There, another Mohammed, 26, is mourning for his four siblings. His twin, Hazaa, had become ill with a kidney disease a few years back and needed dialysis. On Sunday, the day he was killed, he had an appointment for treatment at the Governmental Hospital where he was to receive two units of blood. Because Jenin was surrounded by Israeli forces, his twin relates, his idea was to get a ride in an ambulance that was going to the hospital. Ibtisam woke him up to tell him there had been a terrible explosion. Mohammed saw Hazaa in a clip posted on Telegram, identifying him by the coat he was wearing, which was Mohammed’s. Hazaa was dead. Mohammed could not possibly imagine that three more of his brothers had also been killed. At the hospital he was initially told that two people had died; it would be another few minutes before he learned the whole, appalling truth.
The bereaved family’s house in the village of Muthalath al-Shuhada .Credit: Alex Levac
The seven young men had ordered coffee not long before they were killed, the proprietor of the café told Sadi, the field researcher. A video released by the IDF after the incident shows aerial footage of two jeeps traveling toward Jenin; after the second one passes, something is seen exploding on the roadside – which the army claims was an incendiary device thrown by a Palestinian. An instant later the whole area is enveloped a dense black cloud – the result of the missile that killed the young men.
We asked the IDF Spokesperson’s Unit whether this incident presaged new rules of engagement – a strike from the air to kill seven young people after one of them threw something that exploded on the road. The reply: “During activity of the security forces on January 7 in the Jenin refugee camp, a military vehicle of the Border Police hit an explosive device, as a result of which a female Border Police officer was killed and a number of other fighters were wounded to various degrees. During the activity, an aircraft attacked a terrorist squad that threw explosive devices at the forces that were operating in the area and endangered them. Afterward the death of seven Palestinians was reported as a result of the attack. The circumstances of the case being clarified.”
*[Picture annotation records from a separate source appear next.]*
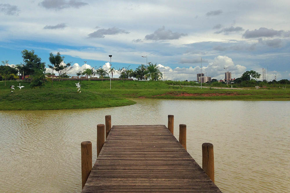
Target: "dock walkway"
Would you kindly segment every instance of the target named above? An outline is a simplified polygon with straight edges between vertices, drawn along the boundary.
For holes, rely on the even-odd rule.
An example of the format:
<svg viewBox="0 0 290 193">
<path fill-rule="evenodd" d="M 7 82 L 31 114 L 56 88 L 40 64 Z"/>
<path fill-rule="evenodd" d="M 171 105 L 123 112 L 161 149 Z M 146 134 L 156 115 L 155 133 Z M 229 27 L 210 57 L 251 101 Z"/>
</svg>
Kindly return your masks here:
<svg viewBox="0 0 290 193">
<path fill-rule="evenodd" d="M 165 126 L 113 126 L 82 192 L 221 192 Z"/>
</svg>

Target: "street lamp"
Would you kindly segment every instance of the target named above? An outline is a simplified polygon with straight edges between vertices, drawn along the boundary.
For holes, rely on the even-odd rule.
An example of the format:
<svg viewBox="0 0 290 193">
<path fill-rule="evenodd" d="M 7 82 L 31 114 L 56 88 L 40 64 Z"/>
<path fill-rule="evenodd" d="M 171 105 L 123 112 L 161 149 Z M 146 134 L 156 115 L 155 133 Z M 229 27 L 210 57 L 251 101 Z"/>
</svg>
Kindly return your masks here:
<svg viewBox="0 0 290 193">
<path fill-rule="evenodd" d="M 110 57 L 110 72 L 111 71 L 111 66 L 112 66 L 112 55 L 109 55 Z M 111 90 L 111 76 L 110 76 L 110 89 Z"/>
<path fill-rule="evenodd" d="M 143 57 L 143 58 L 146 58 L 146 65 L 147 65 L 147 64 L 148 64 L 148 63 L 147 63 L 147 55 L 146 55 L 146 56 L 141 56 L 141 57 Z"/>
<path fill-rule="evenodd" d="M 228 86 L 228 79 L 227 79 L 228 76 L 226 74 L 226 69 L 229 69 L 229 67 L 228 67 L 227 68 L 227 67 L 224 68 L 224 69 L 226 69 L 226 73 L 225 74 L 225 75 L 226 75 L 226 77 L 225 77 L 226 81 L 226 86 Z"/>
</svg>

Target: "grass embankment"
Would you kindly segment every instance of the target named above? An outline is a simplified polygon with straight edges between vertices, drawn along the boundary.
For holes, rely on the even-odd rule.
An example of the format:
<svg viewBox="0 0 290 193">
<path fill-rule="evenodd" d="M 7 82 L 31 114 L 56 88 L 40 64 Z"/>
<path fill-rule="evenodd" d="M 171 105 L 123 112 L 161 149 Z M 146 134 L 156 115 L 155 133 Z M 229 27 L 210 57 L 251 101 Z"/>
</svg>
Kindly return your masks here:
<svg viewBox="0 0 290 193">
<path fill-rule="evenodd" d="M 0 82 L 0 110 L 86 109 L 117 106 L 135 102 L 126 98 L 151 98 L 192 99 L 290 100 L 290 89 L 236 90 L 172 86 L 161 81 L 84 80 L 80 93 L 76 81 L 54 82 L 41 89 L 32 89 L 29 82 Z M 13 93 L 9 87 L 14 85 Z"/>
</svg>

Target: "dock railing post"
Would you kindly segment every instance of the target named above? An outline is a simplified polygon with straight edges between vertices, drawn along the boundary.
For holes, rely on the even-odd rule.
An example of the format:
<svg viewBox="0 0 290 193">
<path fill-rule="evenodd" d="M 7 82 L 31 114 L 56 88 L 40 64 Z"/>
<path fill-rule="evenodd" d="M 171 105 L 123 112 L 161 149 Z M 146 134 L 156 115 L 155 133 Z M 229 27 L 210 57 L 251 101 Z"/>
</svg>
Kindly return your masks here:
<svg viewBox="0 0 290 193">
<path fill-rule="evenodd" d="M 92 142 L 83 141 L 81 144 L 81 189 L 86 184 L 93 166 Z"/>
<path fill-rule="evenodd" d="M 202 170 L 215 183 L 215 166 L 213 145 L 209 143 L 202 144 Z"/>
<path fill-rule="evenodd" d="M 107 139 L 107 137 L 111 130 L 111 115 L 106 115 L 105 116 L 105 119 L 106 120 L 106 139 Z"/>
<path fill-rule="evenodd" d="M 97 126 L 97 158 L 103 146 L 105 143 L 105 125 L 98 124 Z"/>
<path fill-rule="evenodd" d="M 179 143 L 186 150 L 186 125 L 179 125 Z"/>
<path fill-rule="evenodd" d="M 168 115 L 168 129 L 171 133 L 173 134 L 173 127 L 174 123 L 174 116 L 172 115 Z"/>
</svg>

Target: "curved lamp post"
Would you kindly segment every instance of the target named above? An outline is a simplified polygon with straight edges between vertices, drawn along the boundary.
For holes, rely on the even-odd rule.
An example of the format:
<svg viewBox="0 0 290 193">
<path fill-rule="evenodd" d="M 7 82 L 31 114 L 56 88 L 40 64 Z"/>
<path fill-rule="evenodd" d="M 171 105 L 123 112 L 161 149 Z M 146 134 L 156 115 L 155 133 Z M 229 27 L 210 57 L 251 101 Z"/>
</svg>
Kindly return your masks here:
<svg viewBox="0 0 290 193">
<path fill-rule="evenodd" d="M 112 66 L 112 55 L 109 55 L 109 57 L 110 57 L 110 71 L 111 71 L 111 66 Z M 111 76 L 109 75 L 110 76 L 110 89 L 111 90 Z"/>
</svg>

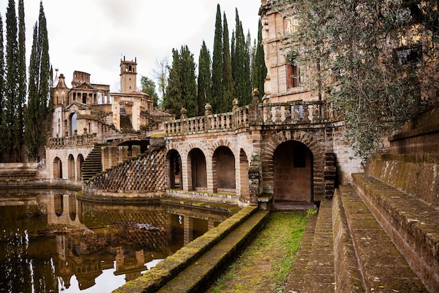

Ibtisam, the grieving mother, is a strong, impressive woman of 53; like her husband, she also sheds no tears in the presence of strangers as she tells her story. At 2:30 A.M., Hazaa asked her for money so he could get to the hospital at dawn for his dialysis treatment. A little after 5 A.M., another son, Qassem, who works nights in the Jenin wholesale market, called to inform her that a missile had been fired at the junction. He suggested that she call all the boys to see if they were all right. She made the calls. No one answered.
On Telegram, Ibtisam saw a video clip from the site of the disaster. Her son Ala was the first she identified, as his body was being taken away. She too rushed to the junction, but none of the victims remained there. No one dared to tell her what actually had happened to her sons, only that one had been killed and three wounded.